Dr WOODRUFF (Franklin) - Mr Deputy Speaker, we have been here before and I hope we will not be here talking about these issues for too much longer. I object to the personalisation of this issue. It is clear that what is at play in Tasmania is a structural underfunding by the Liberal Party of the health system. That has now been substantiated through evidence presented by a number of reports, particularly by the KPMG report which the Government has still not released.
This is a central problem for this Government. Its secrecy, obfuscation on RTI requests, denial to provide information which should be in the public domain about how public monies are used in the public health system to create services that will keep people well for longer. That is what we are here for. Our job should be to keep people well for longer so they can live happier, healthier lives. Let us not get into costing the productivity of a life and all that focus on the value of a person as a productive asset in the economic system. Let us go back to what human beings want: we want to live happy, healthy lives.
The principle here is the structural underfunding of the health system by this Government. That has been obvious to those of us who looked at the $210 million that came out in the 2014 state budget that was removed out of the health system, $100 million went back in the next year and still $110 million down. There is no surprise at all that the KPMG report, which has been leaked, points to a persistent structural deficit, 'Structural deficit at $96.4 million in 2015-16 rising to $100 million in 2016-17.'
The Health minister is on record for saying numbers of time that the figures in the KPMG report do not take into account the spending increases in the last state Budget. Show us the figures.
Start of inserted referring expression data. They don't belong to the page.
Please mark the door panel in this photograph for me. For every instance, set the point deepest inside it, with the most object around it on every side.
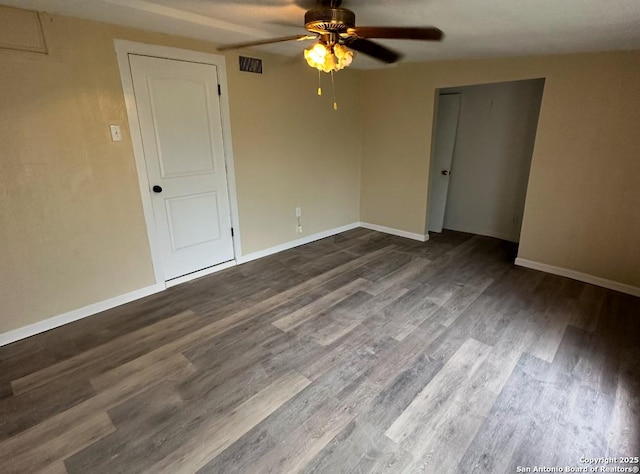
(193, 220)
(185, 149)
(440, 171)
(181, 127)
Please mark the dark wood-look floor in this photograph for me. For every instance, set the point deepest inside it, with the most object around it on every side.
(358, 353)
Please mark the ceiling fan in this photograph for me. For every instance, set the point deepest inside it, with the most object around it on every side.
(336, 33)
Show us the report, minister and stop hiding because we cannot make any sense of statements you make like that when you refuse to hide the underlying analysis that has been done of the structural deficit of an independent auditing body, an internationally-respected body, such as KPMG.
The other problem this Government has, the same problem in another area, again, refusing to release very important documents that clearly ought to be made public, this time about the functioning of the operations of the Tasmanian Health Service executive and the Deloitte report which the minister refused to release, clearly because it contained damning information about the poor senior management culture within the Tasmanian Health Service executive.
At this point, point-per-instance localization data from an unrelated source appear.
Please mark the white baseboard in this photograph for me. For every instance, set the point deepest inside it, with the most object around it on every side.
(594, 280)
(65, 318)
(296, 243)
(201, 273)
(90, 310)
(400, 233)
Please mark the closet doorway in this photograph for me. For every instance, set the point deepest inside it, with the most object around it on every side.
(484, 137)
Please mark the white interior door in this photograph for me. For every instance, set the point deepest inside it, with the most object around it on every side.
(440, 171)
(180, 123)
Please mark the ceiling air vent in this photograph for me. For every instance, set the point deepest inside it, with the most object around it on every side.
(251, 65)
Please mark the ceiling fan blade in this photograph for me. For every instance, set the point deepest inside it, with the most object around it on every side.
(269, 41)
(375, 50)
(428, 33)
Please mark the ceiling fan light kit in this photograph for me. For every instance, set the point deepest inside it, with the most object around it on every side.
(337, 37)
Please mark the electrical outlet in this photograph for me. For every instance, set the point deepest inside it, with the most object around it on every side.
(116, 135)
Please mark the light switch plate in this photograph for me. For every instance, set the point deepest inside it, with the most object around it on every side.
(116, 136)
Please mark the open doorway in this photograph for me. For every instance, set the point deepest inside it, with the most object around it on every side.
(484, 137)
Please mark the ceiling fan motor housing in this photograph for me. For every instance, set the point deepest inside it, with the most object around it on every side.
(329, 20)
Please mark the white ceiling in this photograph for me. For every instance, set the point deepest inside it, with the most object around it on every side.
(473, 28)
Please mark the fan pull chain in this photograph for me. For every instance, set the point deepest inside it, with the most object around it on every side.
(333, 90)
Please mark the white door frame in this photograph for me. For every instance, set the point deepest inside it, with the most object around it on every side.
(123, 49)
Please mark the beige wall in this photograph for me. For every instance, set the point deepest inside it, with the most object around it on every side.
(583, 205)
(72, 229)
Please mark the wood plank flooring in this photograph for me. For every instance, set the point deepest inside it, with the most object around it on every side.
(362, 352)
The minister and the Government have undertaken a structural review and changed the functioning of the Tasmanian Health Service and that no longer exists in the form it was and that is fine. There seems to be some things which are dealing with the problems people have been talking about loudly for two years beforehand but what has not happened is that report has not been released.
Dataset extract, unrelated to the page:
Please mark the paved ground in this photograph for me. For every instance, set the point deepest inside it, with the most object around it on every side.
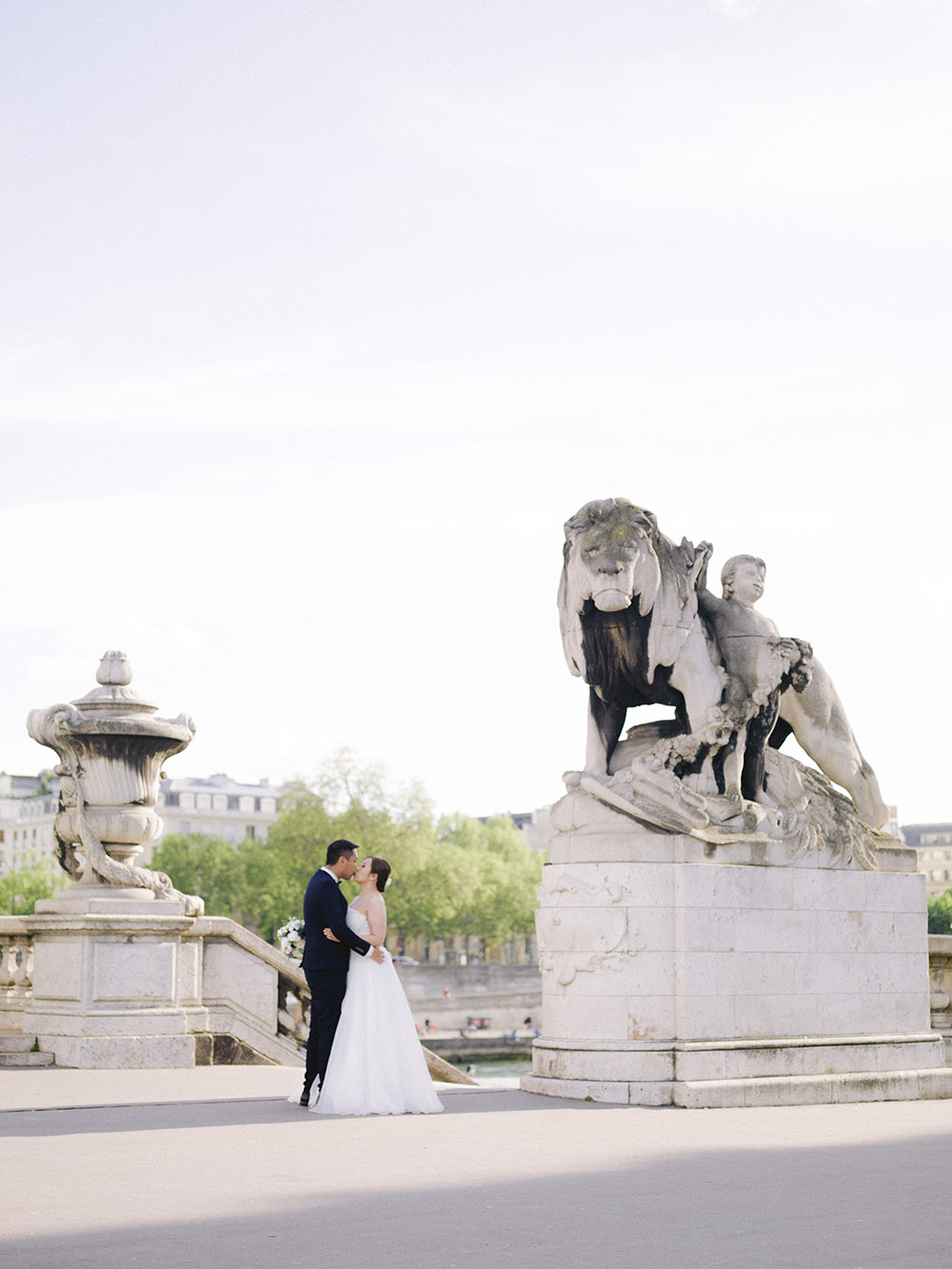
(213, 1168)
People who care about and are involved in the operations of the Tasmanian health system, the hospital system, can look and see whether all the matters raised in that report have been attended to. There may well be other things which the minister, the department, for whatever reason, decided they did not want to undertake. That should be something that everyone in Tasmania who is interested, gets to have a look at. I doubt everyone will want to read that report -
Mr Ferguson - Let me help you out. A very frank summary of that report has been released. I am not sure if you have seen it?
Dr WOODRUFF - Minister, we get summaries and we also get media releases from your department about matters that really should be in the public domain.
We have a health inquiry that the upper House has reported to the media about yesterday including the fact that your Government is refusing to release two central reports to that inquiry. The upper House does not hold public inquiries to investigate a matter and expect the government of the day to resist releasing information that should be in the public domain. It really is a disgrace. There are some things in health that cost money and there are some things that do not. I suggest that being open and transparent does not cost anything, especially if you have the confidence of your convictions and you have some confidence in the department that you are running.
It signals to Tasmania that the minister does not have confidence in the manner in which his department is being run. It signals that he does not have confidence in the operations that he is in charge of, otherwise, why else would he be hiding it? At the end, if the other two things are not true, it signals that the minister does not have confidence in his convictions.
If the Liberal Party has particular convictions that they are using to choose to run our health system in the way they are, then they should have the guts to stand up to their convictions and be open about what they are doing.
One of the worst things for a chronically underfunded health system, is not to include as many people as possible to be able to be involved in repairing it.